China Bat Group Gets Warning from Nasdaq Amid Turbulent Times

Over the past month, the Beijing-based car rental provider received more than one warning from the Nasdaq and carried out changes in its senior management.

Author: Belinda Zhou   

China Bat Group Inc. (Nasdaq: GLG) disclosed on Wednesday that it has received a warning from the Nasdaq stock market on the grounds that its share price has fallen below minimum listing requirements, sending its stock 5 percent lower intraday, to 42 cents per American depositary share.

The used luxury car rental service provider has 180 calendar days to regain compliance by retaining the value of its shares at more than $1 for a minimum of 10 consecutive business days, the company stated in a report.

China Bat Group formerly provided financial services under the name China Commercial Credit Inc. (Nasdaq: CCCR). It shifted its line of business and executed a name change a year ago.

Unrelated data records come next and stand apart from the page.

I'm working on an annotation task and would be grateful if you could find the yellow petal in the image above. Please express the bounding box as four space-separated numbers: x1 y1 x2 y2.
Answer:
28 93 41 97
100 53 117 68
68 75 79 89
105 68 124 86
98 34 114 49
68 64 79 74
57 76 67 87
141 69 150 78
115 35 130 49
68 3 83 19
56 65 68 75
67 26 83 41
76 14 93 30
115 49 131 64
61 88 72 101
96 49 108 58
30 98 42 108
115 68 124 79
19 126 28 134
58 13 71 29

In April, the Beijing-based company reported annual profit of $7.65 million for 2018 for the first time in five years. Jiaxi Gao, the chief executive officer of China Bat Group, said that it expects growth opportunity in the high-end car rental market of Chengdu, Shenzhen, Sanya and Xiamen in 2019.

In May, the company delayed posting its quarterly financial results and later reported losses of $1.8 million, or 35 cents per ADS, for the quarter ended in March. 

On June 14, both the chief financial officer Long Yi and the chief operating officer Zhe Ding resigned from China Bat Group. The company appointed Yang An as its CFO.

At about the same time, the company received a notice of non-compliance from the stock exchange regarding the minimum price requirements for the exercise price of its warrants. The company is expected to submit a compliance plan including a listing of additional shares notification to regain approval from the Nasdaq.